Any interested person may file a petition, which USTR will review within 45 days and publish a determination on whether to initiate an investigation.  USTR can also self-initiate an investigation.  If an investigation is initiated, USTR will publish a summary of the petition and provide the opportunity for the presentation of views on the issues, which should include a public hearing.  

Once initiated, USTR must request consultations with the relevant foreign government on the issues being investigated.

If consultations do not lead to a resolution, USTR must determine whether US rights under a trade agreement are being denied; an act, policy or practice violates, or is inconsistent with, the provision of, or otherwise denies benefits to the United States under, any trade agreement; or, an act, policy or practice is unjustifiable and burdens or restricts US commerce; or, an act, policy or practice is unreasonable or discriminatory and burdens or restricts US commerce.  If an act, policy or practice falls under the first two categories, action is mandatory; if it falls under the third category, action is discretionary depending on a number of factors.

The entire process takes about a year, unless it involves a trade agreement under which dispute settlement is required.

After a Section 301 trade remedy has been in place for four years, the US Trade Representative must either terminate the trade relief or conduct a review of the matter if requested to do so by the relevant domestic industries.  The statute requires that USTR review the effectiveness of the relief, other actions that could be taken to provide relief and the effects of such actions on the US economy, including consumers.

Remedy

USTR has a broad range of remedy options at its disposal to eliminate or compensate for the conduct in question, including the suspension or termination of trade concessions; duties or other import restrictions and binding agreements to eliminate the act, policy or practice, or provide compensatory benefits.

World Trade Organization Rules on Dispute Settlement

The strengthening of the dispute settlement process for international trade disagreements is one of the most significant accomplishments of the Uruguay Round negotiations.

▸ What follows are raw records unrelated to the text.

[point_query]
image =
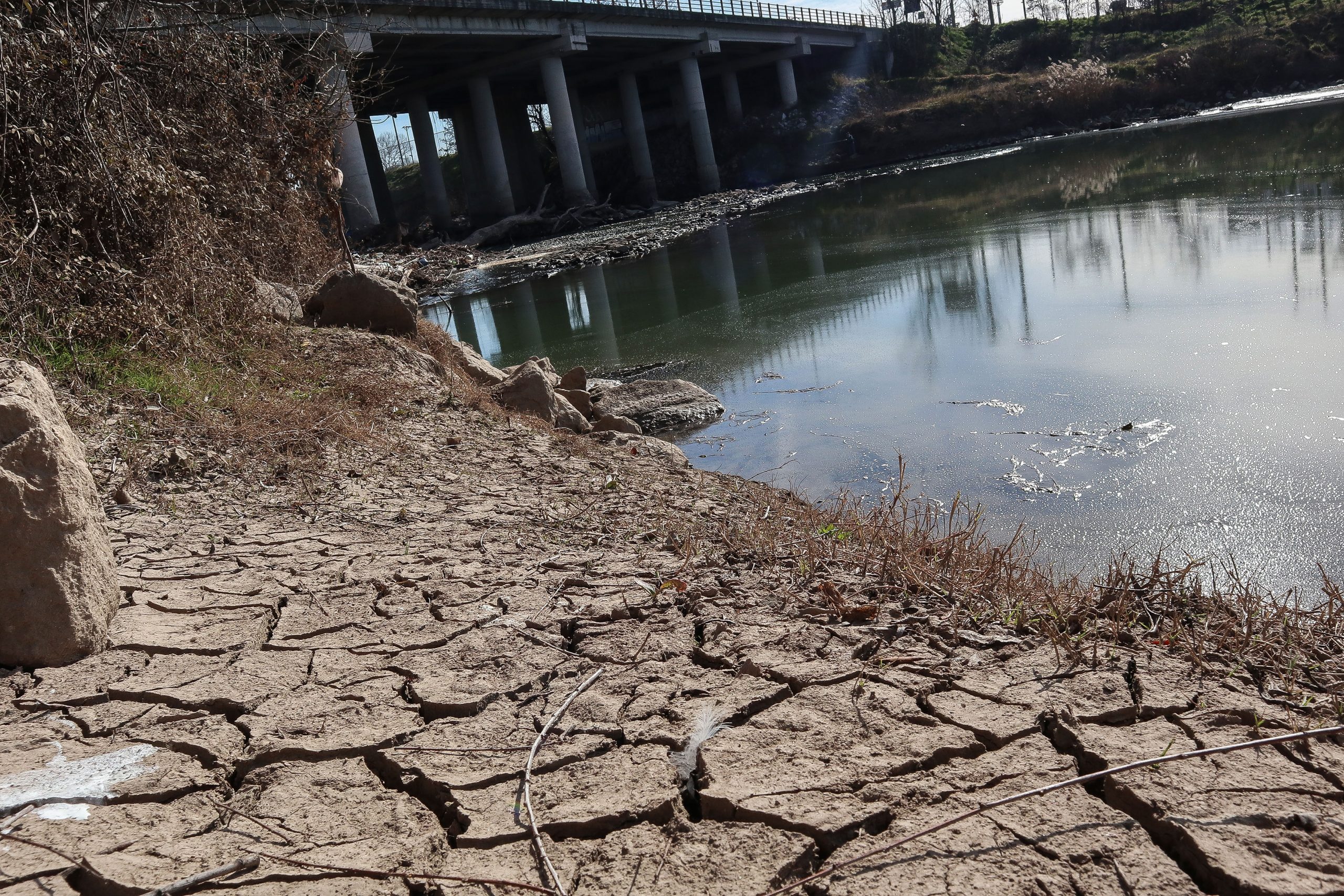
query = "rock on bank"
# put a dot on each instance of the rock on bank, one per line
(58, 581)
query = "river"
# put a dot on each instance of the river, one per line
(1122, 340)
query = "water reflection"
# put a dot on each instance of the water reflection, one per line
(1177, 280)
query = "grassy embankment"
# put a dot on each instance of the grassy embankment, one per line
(958, 87)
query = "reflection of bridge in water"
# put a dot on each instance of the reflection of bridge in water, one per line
(982, 282)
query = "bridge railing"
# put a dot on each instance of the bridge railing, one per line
(752, 10)
(741, 8)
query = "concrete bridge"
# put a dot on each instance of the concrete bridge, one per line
(609, 73)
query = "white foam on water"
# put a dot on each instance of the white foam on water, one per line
(64, 789)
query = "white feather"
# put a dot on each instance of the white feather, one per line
(709, 722)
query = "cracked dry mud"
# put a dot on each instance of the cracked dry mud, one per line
(361, 667)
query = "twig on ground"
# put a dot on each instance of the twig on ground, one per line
(1047, 789)
(394, 875)
(243, 815)
(527, 779)
(662, 861)
(186, 884)
(464, 749)
(37, 846)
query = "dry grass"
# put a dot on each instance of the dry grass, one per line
(863, 561)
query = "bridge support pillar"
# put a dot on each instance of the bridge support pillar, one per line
(491, 147)
(706, 167)
(563, 133)
(383, 203)
(356, 199)
(636, 138)
(469, 160)
(432, 172)
(788, 85)
(733, 97)
(581, 132)
(524, 168)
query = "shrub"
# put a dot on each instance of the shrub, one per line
(1077, 88)
(154, 164)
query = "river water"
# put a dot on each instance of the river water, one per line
(1121, 340)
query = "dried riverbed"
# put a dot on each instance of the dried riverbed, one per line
(349, 676)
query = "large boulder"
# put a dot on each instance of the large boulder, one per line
(474, 364)
(581, 400)
(58, 581)
(365, 301)
(277, 303)
(659, 405)
(569, 417)
(529, 390)
(543, 363)
(609, 424)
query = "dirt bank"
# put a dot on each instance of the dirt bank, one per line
(350, 672)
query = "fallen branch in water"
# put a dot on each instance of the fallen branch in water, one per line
(392, 875)
(527, 779)
(1047, 789)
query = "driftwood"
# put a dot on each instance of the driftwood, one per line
(527, 781)
(577, 218)
(187, 884)
(499, 230)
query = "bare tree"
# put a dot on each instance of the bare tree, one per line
(393, 151)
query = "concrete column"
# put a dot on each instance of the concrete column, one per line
(788, 87)
(491, 148)
(731, 97)
(637, 139)
(706, 167)
(377, 176)
(529, 157)
(679, 113)
(506, 113)
(563, 133)
(469, 159)
(432, 172)
(581, 132)
(356, 198)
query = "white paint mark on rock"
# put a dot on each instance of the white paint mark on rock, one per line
(65, 789)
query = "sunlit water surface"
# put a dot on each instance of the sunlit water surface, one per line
(1151, 319)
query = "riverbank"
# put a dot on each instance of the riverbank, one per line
(344, 671)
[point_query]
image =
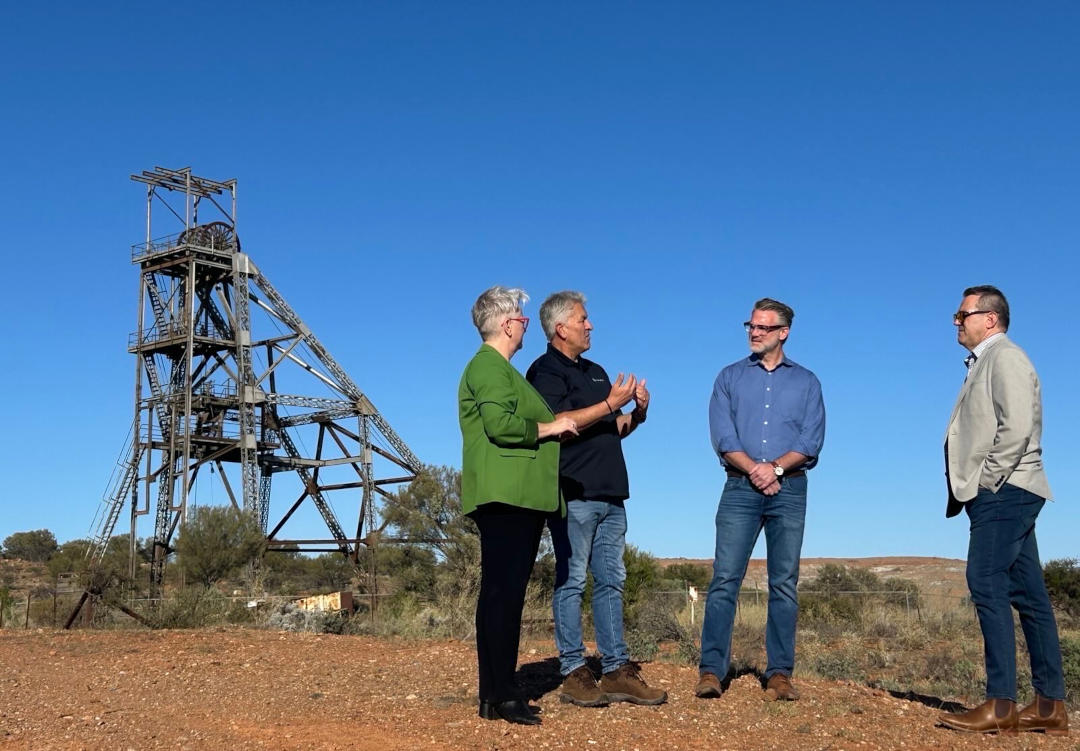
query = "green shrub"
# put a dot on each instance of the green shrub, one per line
(838, 665)
(1070, 659)
(1063, 585)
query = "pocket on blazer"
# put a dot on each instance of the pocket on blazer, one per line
(521, 453)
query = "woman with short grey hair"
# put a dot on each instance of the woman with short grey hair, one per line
(509, 485)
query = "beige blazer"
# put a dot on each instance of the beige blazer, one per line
(994, 433)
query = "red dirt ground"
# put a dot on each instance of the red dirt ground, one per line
(239, 688)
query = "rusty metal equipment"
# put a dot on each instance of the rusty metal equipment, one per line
(229, 381)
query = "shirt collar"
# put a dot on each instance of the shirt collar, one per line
(563, 359)
(982, 346)
(754, 359)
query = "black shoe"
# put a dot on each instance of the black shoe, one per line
(513, 710)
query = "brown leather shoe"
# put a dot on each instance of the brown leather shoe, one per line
(1044, 714)
(993, 715)
(779, 687)
(709, 687)
(580, 688)
(625, 684)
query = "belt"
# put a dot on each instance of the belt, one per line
(737, 473)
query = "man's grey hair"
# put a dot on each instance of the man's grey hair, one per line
(494, 305)
(783, 312)
(556, 308)
(991, 298)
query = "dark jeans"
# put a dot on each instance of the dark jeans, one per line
(1003, 572)
(509, 539)
(742, 512)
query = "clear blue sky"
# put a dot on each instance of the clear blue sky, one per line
(862, 161)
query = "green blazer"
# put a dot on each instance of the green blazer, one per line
(502, 460)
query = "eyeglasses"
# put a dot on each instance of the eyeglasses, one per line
(751, 327)
(524, 321)
(961, 316)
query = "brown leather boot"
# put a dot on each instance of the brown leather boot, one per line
(779, 687)
(625, 684)
(1044, 714)
(580, 688)
(993, 715)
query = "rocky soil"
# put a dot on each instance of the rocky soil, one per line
(237, 688)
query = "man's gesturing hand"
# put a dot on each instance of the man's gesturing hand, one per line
(642, 398)
(621, 391)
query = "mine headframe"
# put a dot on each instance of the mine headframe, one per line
(230, 383)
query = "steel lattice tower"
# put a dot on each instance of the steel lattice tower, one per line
(226, 383)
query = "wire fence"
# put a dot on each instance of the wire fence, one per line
(43, 607)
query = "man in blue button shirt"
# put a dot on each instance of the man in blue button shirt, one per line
(767, 421)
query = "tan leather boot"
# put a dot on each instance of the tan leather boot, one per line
(993, 715)
(1048, 715)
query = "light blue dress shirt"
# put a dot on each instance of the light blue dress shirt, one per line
(767, 413)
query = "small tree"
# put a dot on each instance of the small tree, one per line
(429, 512)
(37, 546)
(1063, 585)
(217, 541)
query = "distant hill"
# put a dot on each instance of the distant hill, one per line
(935, 576)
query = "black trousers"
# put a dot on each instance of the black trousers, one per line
(509, 540)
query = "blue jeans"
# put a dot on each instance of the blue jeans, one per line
(1003, 572)
(741, 514)
(592, 536)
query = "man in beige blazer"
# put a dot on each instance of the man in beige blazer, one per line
(994, 471)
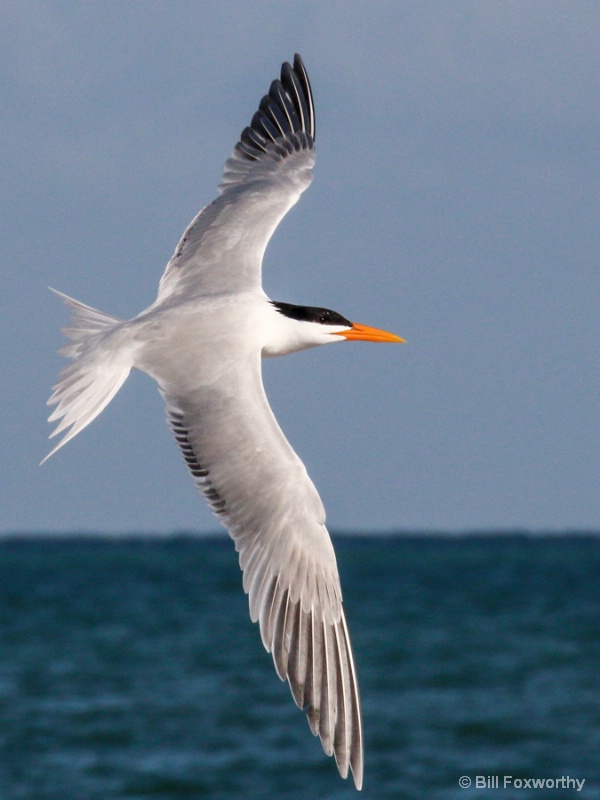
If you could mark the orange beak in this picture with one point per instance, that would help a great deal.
(367, 334)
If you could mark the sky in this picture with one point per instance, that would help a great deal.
(455, 202)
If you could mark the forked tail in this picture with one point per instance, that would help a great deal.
(101, 364)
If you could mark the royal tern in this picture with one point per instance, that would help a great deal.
(202, 340)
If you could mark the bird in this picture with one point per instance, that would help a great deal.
(203, 340)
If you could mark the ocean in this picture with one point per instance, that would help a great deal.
(129, 668)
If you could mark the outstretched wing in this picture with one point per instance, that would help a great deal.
(259, 488)
(271, 165)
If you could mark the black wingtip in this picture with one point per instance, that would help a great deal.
(287, 111)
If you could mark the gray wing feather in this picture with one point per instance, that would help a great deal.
(259, 488)
(270, 167)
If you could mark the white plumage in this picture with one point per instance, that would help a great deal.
(202, 340)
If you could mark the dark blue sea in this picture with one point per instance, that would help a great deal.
(130, 669)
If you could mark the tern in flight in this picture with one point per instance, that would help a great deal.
(203, 340)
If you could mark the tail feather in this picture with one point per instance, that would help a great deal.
(100, 367)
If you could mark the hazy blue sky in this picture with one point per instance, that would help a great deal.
(456, 202)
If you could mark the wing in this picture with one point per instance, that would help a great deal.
(259, 488)
(271, 165)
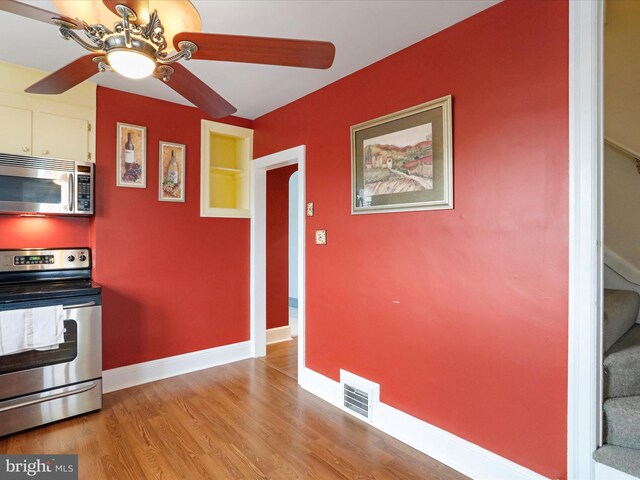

Under the Dispute Settlement Understanding (DSU) that applies to covered WTO agreements, members have agreed to settle disputes relating to those agreements according to the rules of the WTO and in proceedings before the WTO Dispute Settlement Body. Under the DSU, members should not be unilaterally deciding that violations of WTO obligations have occurred. The DSU includes fairly detailed procedures for bringing disputes to the WTO, including timelines, evidentiary rules, consultation requirements and the type of countermeasures that may be applied when violations of a WTO agreement are found.